You can do this by just using numpy.
import numpy as np
# list of all the files
file_list = ['foo.csv','bar.csv','baz.csv'] # all 8 files
col_names = ['a','b','c','d','e','f'] # all the names till z if necessary as the first row, else skip this
# initializing a numpy array, for containing sum from last 4 columns
add_cols = np.zeros((600,4))
# iterating over all .csv files
for file in file_list :
# skiprows will skip the first row and usecols will get values in last 4 cols
temp = np.loadtxt(file, skiprows=1, delimiter=',' , usecols = (22,23,24,25) )
add_cols = np.add(temp,add_cols)
# now again overwriting all the files, substituting the last 4 columns with the sum
for file in file_list :
#loading the content from file in temp
temp = np.loadtxt(file, skiprows=1, delimiter=',')
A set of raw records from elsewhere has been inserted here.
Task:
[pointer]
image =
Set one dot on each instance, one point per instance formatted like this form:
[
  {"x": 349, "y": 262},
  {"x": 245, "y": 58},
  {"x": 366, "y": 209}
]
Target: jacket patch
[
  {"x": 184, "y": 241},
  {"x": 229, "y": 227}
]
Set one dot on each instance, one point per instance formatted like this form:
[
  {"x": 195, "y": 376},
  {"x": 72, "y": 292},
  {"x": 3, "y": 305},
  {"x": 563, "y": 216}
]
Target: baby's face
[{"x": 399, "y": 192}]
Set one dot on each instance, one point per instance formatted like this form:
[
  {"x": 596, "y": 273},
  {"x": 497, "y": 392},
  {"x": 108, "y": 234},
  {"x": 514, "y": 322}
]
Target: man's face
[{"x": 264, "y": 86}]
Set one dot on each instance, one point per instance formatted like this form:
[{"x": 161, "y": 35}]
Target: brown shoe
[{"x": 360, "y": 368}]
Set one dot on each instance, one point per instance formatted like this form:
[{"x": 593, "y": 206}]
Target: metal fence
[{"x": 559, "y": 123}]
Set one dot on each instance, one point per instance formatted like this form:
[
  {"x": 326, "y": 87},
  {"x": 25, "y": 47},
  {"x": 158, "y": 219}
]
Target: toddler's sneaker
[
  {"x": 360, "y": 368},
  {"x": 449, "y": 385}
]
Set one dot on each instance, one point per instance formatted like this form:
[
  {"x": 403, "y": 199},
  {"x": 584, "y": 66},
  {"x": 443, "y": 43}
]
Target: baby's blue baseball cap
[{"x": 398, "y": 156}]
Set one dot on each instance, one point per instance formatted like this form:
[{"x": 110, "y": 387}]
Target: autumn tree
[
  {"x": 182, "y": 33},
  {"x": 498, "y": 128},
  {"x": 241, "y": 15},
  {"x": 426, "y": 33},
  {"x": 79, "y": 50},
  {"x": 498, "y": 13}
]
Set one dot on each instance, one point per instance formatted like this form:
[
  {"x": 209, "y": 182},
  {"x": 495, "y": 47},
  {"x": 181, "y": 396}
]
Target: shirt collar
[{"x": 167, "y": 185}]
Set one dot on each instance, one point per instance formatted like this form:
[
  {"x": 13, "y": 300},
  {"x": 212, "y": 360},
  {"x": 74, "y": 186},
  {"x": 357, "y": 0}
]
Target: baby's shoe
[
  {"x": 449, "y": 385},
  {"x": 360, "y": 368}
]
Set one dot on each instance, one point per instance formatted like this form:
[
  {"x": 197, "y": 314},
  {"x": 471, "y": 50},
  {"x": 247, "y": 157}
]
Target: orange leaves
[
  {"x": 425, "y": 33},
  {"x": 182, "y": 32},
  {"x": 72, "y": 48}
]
temp[:,[22,23,24,25]] = add_cols
# writing the column names first
with open(file,'w') as p:
p.write(','.join(col_names)+'\n')
# now appending final values in temp to the file as csv
with open(file,'a') as p:
np.savetxt(p,temp,delimiter=",",fmt="%i")
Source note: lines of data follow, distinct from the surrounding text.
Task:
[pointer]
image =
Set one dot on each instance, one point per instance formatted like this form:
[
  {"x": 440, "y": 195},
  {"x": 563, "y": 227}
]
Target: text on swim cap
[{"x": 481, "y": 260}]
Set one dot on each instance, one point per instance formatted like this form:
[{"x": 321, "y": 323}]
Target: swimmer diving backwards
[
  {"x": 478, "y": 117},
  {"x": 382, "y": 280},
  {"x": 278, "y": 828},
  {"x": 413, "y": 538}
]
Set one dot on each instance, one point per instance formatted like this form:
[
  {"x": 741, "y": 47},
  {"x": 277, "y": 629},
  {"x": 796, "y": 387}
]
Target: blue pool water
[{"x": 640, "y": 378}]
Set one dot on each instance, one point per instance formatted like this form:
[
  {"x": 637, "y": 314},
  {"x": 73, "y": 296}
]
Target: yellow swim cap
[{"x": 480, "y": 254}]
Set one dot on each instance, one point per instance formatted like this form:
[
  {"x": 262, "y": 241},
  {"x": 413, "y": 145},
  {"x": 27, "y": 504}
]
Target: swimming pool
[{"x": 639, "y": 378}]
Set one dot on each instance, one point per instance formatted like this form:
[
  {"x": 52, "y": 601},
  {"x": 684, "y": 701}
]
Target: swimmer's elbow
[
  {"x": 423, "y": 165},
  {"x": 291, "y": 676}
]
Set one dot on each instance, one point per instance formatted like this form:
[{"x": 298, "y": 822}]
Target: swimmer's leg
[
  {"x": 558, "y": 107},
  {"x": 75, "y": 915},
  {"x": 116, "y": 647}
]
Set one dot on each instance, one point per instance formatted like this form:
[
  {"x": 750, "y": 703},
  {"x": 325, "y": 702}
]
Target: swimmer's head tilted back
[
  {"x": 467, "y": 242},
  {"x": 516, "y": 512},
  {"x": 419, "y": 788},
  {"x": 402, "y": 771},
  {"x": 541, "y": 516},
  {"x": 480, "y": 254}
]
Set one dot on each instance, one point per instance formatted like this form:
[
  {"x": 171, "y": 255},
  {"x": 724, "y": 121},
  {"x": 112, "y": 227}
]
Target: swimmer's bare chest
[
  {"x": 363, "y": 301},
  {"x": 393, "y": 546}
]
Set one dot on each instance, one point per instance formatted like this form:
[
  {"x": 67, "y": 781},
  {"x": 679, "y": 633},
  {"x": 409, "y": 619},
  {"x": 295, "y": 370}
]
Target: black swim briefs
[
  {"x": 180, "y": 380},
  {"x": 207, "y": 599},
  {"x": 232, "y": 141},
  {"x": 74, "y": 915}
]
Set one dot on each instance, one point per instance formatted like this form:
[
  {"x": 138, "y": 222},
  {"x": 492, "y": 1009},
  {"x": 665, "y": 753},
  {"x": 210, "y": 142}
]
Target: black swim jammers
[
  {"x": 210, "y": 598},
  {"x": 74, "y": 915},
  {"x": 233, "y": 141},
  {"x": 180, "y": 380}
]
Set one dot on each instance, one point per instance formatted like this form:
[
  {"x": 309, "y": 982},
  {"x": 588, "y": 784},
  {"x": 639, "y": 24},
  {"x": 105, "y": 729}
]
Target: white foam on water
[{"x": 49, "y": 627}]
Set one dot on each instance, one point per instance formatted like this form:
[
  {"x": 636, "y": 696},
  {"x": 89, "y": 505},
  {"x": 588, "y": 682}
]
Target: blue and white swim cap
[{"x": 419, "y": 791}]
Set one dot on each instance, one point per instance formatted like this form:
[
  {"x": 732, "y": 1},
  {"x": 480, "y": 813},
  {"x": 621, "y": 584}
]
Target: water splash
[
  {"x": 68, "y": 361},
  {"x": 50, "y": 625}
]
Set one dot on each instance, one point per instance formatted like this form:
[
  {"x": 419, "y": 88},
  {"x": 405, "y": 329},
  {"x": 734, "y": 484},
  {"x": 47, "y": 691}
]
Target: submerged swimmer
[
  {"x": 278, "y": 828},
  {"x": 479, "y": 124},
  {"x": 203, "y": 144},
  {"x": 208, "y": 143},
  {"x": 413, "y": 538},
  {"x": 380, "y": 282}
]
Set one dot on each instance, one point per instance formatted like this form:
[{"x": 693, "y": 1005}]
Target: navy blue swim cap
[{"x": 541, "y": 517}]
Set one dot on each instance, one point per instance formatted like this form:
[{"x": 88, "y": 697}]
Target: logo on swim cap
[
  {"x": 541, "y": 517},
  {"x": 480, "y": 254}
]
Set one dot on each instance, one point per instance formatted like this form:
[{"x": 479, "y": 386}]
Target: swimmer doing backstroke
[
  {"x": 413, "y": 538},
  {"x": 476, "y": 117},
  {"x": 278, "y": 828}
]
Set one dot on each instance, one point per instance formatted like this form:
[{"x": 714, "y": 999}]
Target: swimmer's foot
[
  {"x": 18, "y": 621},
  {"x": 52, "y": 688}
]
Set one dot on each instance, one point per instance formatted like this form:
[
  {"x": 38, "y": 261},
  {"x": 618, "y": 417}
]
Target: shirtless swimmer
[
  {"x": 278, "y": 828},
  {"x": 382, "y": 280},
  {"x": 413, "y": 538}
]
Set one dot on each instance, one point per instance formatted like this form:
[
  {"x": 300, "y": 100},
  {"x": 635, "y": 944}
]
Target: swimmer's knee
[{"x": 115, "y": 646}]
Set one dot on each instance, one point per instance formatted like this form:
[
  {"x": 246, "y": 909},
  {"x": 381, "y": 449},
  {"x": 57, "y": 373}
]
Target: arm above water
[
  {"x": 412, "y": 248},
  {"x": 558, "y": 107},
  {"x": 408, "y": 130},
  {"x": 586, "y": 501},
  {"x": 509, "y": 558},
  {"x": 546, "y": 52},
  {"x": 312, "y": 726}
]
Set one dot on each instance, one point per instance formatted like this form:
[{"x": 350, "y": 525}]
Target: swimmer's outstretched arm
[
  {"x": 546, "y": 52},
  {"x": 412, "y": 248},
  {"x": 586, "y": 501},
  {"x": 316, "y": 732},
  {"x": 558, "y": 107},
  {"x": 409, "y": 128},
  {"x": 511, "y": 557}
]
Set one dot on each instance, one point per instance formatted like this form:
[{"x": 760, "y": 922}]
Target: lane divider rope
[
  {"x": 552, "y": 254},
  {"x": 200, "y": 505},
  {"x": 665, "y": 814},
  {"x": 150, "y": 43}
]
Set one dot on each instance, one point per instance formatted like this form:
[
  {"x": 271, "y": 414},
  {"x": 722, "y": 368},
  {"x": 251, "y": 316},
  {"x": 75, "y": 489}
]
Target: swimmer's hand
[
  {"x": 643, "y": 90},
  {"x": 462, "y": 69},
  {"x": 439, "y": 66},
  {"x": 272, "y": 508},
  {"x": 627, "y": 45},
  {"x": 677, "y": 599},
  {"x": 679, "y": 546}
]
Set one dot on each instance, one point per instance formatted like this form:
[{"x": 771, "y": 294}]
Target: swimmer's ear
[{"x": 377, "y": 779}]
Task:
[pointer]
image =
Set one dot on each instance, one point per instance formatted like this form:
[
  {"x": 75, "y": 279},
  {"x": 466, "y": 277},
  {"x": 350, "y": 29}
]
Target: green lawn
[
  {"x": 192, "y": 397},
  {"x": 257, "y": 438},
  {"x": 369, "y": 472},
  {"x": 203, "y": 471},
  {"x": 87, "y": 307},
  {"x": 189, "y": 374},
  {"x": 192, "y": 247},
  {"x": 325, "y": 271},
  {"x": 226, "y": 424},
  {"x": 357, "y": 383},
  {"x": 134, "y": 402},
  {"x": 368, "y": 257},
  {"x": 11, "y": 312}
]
Now if your file is not comma separated and rather space separated, remove the delimiter option from all the functions as the delimiter is taken as space by default. Also join the first column accordingly.
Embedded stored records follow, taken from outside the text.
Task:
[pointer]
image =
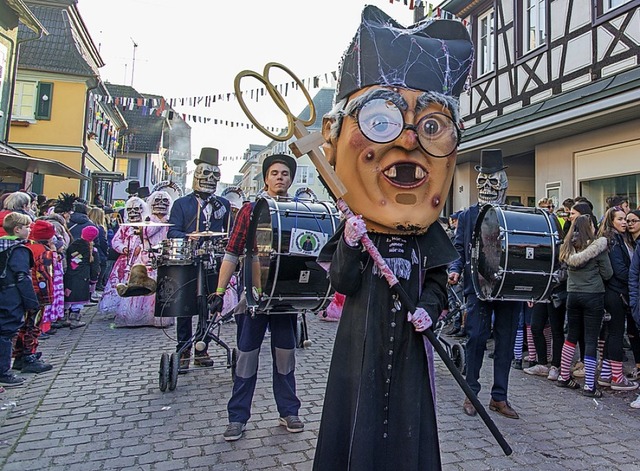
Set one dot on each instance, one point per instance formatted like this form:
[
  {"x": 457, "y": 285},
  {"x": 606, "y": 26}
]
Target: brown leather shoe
[
  {"x": 468, "y": 408},
  {"x": 503, "y": 408}
]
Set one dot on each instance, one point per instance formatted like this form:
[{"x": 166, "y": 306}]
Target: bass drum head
[
  {"x": 291, "y": 282},
  {"x": 514, "y": 254},
  {"x": 176, "y": 291}
]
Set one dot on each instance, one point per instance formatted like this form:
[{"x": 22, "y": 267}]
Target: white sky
[{"x": 197, "y": 47}]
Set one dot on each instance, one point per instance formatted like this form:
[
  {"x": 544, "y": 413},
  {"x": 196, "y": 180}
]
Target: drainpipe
[
  {"x": 85, "y": 148},
  {"x": 14, "y": 75}
]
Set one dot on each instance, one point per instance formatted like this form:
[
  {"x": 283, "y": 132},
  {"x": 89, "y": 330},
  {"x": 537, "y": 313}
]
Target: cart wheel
[
  {"x": 174, "y": 364},
  {"x": 234, "y": 362},
  {"x": 164, "y": 372},
  {"x": 457, "y": 355}
]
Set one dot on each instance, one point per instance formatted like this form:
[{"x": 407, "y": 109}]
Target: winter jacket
[
  {"x": 634, "y": 285},
  {"x": 589, "y": 268}
]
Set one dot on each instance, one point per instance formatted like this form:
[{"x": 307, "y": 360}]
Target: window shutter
[{"x": 44, "y": 100}]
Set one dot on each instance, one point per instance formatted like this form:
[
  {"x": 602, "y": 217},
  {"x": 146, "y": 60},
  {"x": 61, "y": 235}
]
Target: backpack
[{"x": 42, "y": 273}]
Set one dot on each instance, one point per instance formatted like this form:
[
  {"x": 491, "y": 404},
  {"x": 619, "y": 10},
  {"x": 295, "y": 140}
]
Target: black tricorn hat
[
  {"x": 134, "y": 186},
  {"x": 491, "y": 161},
  {"x": 432, "y": 55},
  {"x": 282, "y": 158},
  {"x": 208, "y": 155},
  {"x": 143, "y": 192}
]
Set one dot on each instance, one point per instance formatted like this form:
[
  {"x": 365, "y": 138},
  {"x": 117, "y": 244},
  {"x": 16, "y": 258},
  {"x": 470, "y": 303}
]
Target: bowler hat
[
  {"x": 279, "y": 158},
  {"x": 490, "y": 161},
  {"x": 208, "y": 155},
  {"x": 134, "y": 186}
]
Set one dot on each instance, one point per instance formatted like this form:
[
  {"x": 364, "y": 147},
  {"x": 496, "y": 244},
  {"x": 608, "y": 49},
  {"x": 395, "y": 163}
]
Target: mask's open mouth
[{"x": 405, "y": 175}]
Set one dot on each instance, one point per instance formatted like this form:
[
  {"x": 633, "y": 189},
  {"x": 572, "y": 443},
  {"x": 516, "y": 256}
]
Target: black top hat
[
  {"x": 491, "y": 161},
  {"x": 282, "y": 158},
  {"x": 134, "y": 186},
  {"x": 208, "y": 155},
  {"x": 143, "y": 192},
  {"x": 433, "y": 55}
]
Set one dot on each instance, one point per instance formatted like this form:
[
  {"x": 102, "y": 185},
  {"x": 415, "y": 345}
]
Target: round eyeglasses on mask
[{"x": 381, "y": 121}]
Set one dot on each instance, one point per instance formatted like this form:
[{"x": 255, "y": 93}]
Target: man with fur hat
[
  {"x": 199, "y": 211},
  {"x": 392, "y": 138},
  {"x": 492, "y": 184},
  {"x": 278, "y": 172}
]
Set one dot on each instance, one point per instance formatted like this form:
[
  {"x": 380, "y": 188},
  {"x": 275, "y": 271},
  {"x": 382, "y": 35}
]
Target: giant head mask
[
  {"x": 136, "y": 210},
  {"x": 160, "y": 203},
  {"x": 393, "y": 133},
  {"x": 492, "y": 180},
  {"x": 207, "y": 173}
]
After loading your csvs using read_csv, you can add the last 4 columns together and then overwrite them:
In [10]:
total = df[df.columns[-4:]].values + df1[df1.columns[-4:]].values
total
Out[10]:
array([[12, 12, 12, 12],
[14, 14, 14, 14],
[16, 16, 16, 16],
[18, 18, 18, 18],
[20, 20, 20, 20],
[22, 22, 22, 22],
[24, 24, 24, 24],
[26, 26, 26, 26],
[28, 28, 28, 28]], dtype=int64)
In [12]:
df[df.columns[-4:]] = total
df1[df1.columns[-4:]] = total
df
Out[12]:
a b c d e f g h i j k
0 1 1 1 1 1 1 1 12 12 12 12
1 2 2 2 2 2 2 2 14 14 14 14
2 3 3 3 3 3 3 3 16 16 16 16
3 4 4 4 4 4 4 4 18 18 18 18
4 5 5 5 5 5 5 5 20 20 20 20
5 6 6 6 6 6 6 6 22 22 22 22
6 7 7 7 7 7 7 7 24 24 24 24
7 8 8 8 8 8 8 8 26 26 26 26
8 9 9 9 9 9 9 9 28 28 28 28
In [13]:
df1
Out[13]:
a b c d e f g h i j k
0 11 11 11 11 11 11 11 12 12 12 12
1 12 12 12 12 12 12 12 14 14 14 14
2 13 13 13 13 13 13 13 16 16 16 16
3 14 14 14 14 14 14 14 18 18 18 18
4 15 15 15 15 15 15 15 20 20 20 20
5 16 16 16 16 16 16 16 22 22 22 22
6 17 17 17 17 17 17 17 24 24 24 24
7 18 18 18 18 18 18 18 26 26 26 26
8 19 19 19 19 19 19 19 28 28 28 28
We need to call the attribute .values here to return a np array because otherwise it will try to align on the index which in this case do not align.
Once you overwrite them call df.to_csv(file_path) and df1.to_csv(file_path)
In the case of your 8 dfs you can loop over them and aggregate whilst looping:
# take a copy of the firt df's last 4 columns
total = df_list[0]
total = total[total.columns[-4:]].values
for df in df_list[1:]:
total += df[df.columns[-4:]].values
Then just loop over your dfs again to overwrite:
for df in df_list:
df[df.columns[-4:]] = total
And then write out again using to_csv.